Scott Brown, New York Magazine: Only the glorious bag-of-bones Mackenzie Crook, playing an aging forever-hometown boy in a tragic hoodie, even gets close to getting close to Rylance's Rooster. But even he can't hold Rylance's eyeline for long....the show is testament to the ever-­expanding voice and vision of Butterworth, whose mighty verbal broadsword just freakin' sings.

David Rooney, The Hollywood Reporter: It seems significant that the program for Jerusalem lists no understudy for Mark Rylance, because watching his astonishing performance as Johnny "Rooster" Byron makes it impossible to imagine anyone else ever inhabiting the role. That takes nothing away, however, from the rude beauty of Jez Butterworth's sprawling, shattering play. To borrow a phrase from Rooster, it might be described as an "alcoholic, bucolic frolic," except that it's so much more.

Linda Winer, Newsday: It has nothing to do with the Middle East, though it is about lost tribes. Jez Butterworth's fascinating "Jerusalem," imported from London to showcase the uncontainable and strenuous life-force named Mark Rylance, is set in a junk-piled clearing of an Old English woods where, just maybe, giants, elves and fairies once flourished.

Howard Shapiro, The Philadelphia Inquirer: Rooster Byron is a fascinating, partly because he's willfully extreme, partly because he's solidly comfortable in his self-deceptions, and mostly because he's played by Mark Rylance, the brilliant British Shakespearean actor who in recent years has been an equally brilliant comic actor...In fact, Jerusalem is The Mark Rylance Show, with an excellent supporting cast.

Erik Haagensen, Backstage: Jez Butterworth's "Jerusalem" falls squarely in the tradition of works lionizing the charismatic nonconforming outsider whose outrageous behavior masks a pure and noble heart that by contrast proves the mendacity of the society surrounding him. Blowing into town from England's Royal Court Theatre on a gale of critical praise and starring the highly acclaimed Mark Rylance, it's very likely to repeat its London success. While nothing would make me happier than to be able to join in the chorus of hosannas, I sadly must report that I found the show to be three hours and 10 minutes of windy bollocks.

Peter Marks, The Washington Post: At the miraculous hub of the sprawling play - it clocks in at roughly three hours - is the Falstaffian performance of Mark Rylance, delivering his second steamroller turn of the Broadway season. Back in the fall (in the very same theater), he portrayed the showboating vulgarian Valere in the droll if unbalanced "La Bete." Now, he's the hyper-dynamic force of nature once again, playing a burnt-out onetime professional daredevil who lives a debauched life out of a trailer on the edge of a subdivision in the English countryside.
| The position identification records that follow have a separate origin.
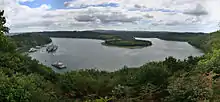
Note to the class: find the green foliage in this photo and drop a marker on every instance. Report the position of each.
(188, 89)
(193, 79)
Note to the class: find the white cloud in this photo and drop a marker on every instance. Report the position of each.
(169, 15)
(25, 0)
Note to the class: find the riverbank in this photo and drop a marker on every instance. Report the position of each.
(26, 41)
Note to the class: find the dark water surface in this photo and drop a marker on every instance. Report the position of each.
(88, 53)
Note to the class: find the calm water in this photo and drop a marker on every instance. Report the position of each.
(87, 53)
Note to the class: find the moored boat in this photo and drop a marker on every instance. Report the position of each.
(59, 65)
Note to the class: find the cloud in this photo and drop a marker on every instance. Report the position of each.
(198, 11)
(171, 15)
(25, 0)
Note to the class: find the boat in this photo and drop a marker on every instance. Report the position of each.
(52, 48)
(38, 47)
(59, 65)
(32, 50)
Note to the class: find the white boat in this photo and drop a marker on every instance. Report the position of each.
(52, 48)
(59, 65)
(32, 50)
(38, 47)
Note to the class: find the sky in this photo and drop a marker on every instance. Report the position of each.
(131, 15)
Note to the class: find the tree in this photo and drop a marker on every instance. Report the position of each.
(5, 44)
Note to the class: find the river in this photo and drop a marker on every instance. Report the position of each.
(88, 53)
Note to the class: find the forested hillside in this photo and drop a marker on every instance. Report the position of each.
(195, 79)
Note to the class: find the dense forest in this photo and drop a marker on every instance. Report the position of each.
(191, 80)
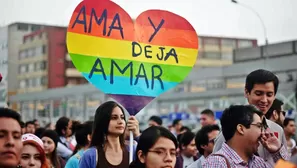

Matt Windman, amNY: Rylance gives a mesmerizing, thoroughly transformative performance that will leave theatergoers in awe of his spectacular physical and vocal abilities. Tony-winner John Gallagher Jr., who joins much of the original English cast, makes an excellent addition as a local youth about to go off to Australia. Ian Rickson's production is quite beautiful, depicting the exterior of Rooster's caravan against a backdrop of large trees, garbage and patio furniture.

Michael Musto, Village Voice:Rylance takes it to the max--and the mat. Rarely has an antihero been so antiheroic. His limp alone looks so real I wouldn't be surprised if he let himself get run over by a car for the proper effect...It's a real experience, and though it becomes too ponderous and hard to take, I welcome anything with a statement and the theatrical means to blare it.

Jonathan Mandell, Faster Times: In the very first moment that Mark Rylance appears on the stage and in the very last, "Jerusalem" soars from his daredevil performance as Johnny "Rooster" Byron, a fiery spirit about to be evicted from his idyllic house trailer in the English woods...If word-of-mouth might not have prepared you for the patience required to sit through some of "Jerusalem," that may be because the forgettable parts are indeed quickly forgotten, while Mark Rylance's performance, like the character he plays, won't leave.